The exception: temporary visa holders are different
People who worked in Australia on a temporary visa can withdraw their super after departing, through the DASP (Departing Australia Superannuation Payment) scheme. Permanent residents and citizens cannot use it.
This is where many Korean migrants get confused. “I’m leaving Australia, so I’ll cash out my super” — that applies to working-holiday makers, students, and temporary work-visa holders, not to PRs and citizens.
So when can you withdraw super?
In Australia this is called a condition of release. The main ones are:
1. Reaching preservation age and retiring
For most Korean-Australians today, preservation age is 60, though it can fall between 55 and 60 depending on your year of birth.
2. Leaving a job after age 60
If an employment arrangement ends after you turn 60, access can become available. This depends on your individual situation.
3. Reaching age 65
At 65 you can access your super regardless of whether you’ve retired.
Where is your super once you’re back in Korea?
The answer is simple: it stays in Australia. It remains in your super fund — AustralianSuper, Hostplus, ART, REST, and so on. You can manage the account online from Korea, and your investment options continue.
That said, if you live overseas for a long time, you should review your contact details, tax-residency information, registered overseas address, and fees.
The question that matters most — how will Korea see it?
This is the most important area in reverse migration. If you withdraw your super after becoming a Korean tax resident, how that amount is characterised as income in Korea can become an issue.
In particular, the outcome can differ depending on whether it’s a lump sum or a pension-style payment, the investment-growth portion, and foreign-exchange gains. The Korea–Australia tax treaty and Korean domestic law also need to be considered together.

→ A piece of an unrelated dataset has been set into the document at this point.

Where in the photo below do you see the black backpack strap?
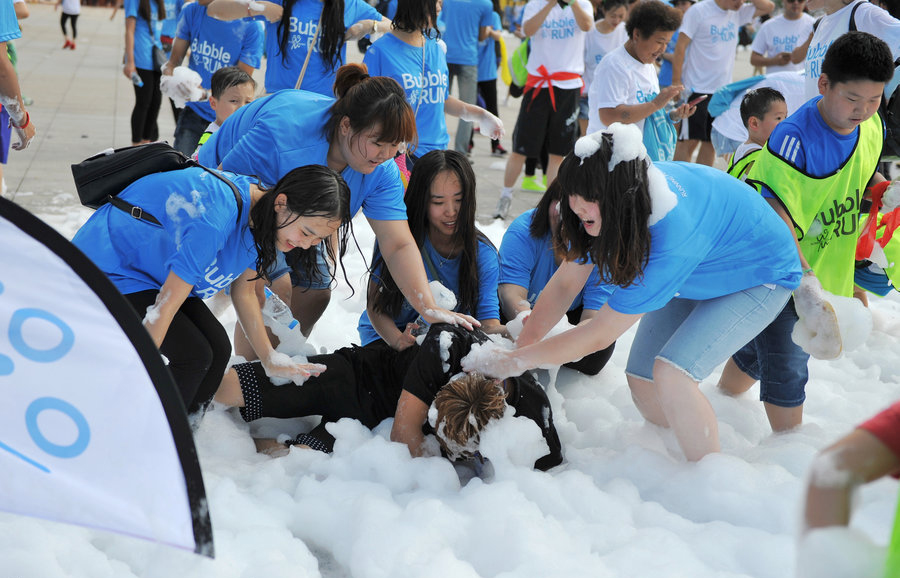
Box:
[108,161,244,228]
[109,195,162,226]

Because interpretation can still vary with your individual situation, you should have a Korean tax professional review your case before you actually withdraw.
What really matters is when you withdraw
Most people ask, “Can I withdraw my super?” But the real question is — “When is the most advantageous time to withdraw it?”
For example: after you become an Australian non-resident, after you become a Korean tax resident, when the exchange rate is favourable, right after retirement, or just before returning to Korea — each timing can produce a different tax and currency result.
In closing
Leaving Australia doesn’t mean your super follows you. It stays in Australia, and you later decide when, how, and under which tax environment to take it.
In reverse migration, the key question isn’t “how much do you have” — it’s “when do you take it?” And the answer depends on your age, tax residency, the exchange rate, and your return date.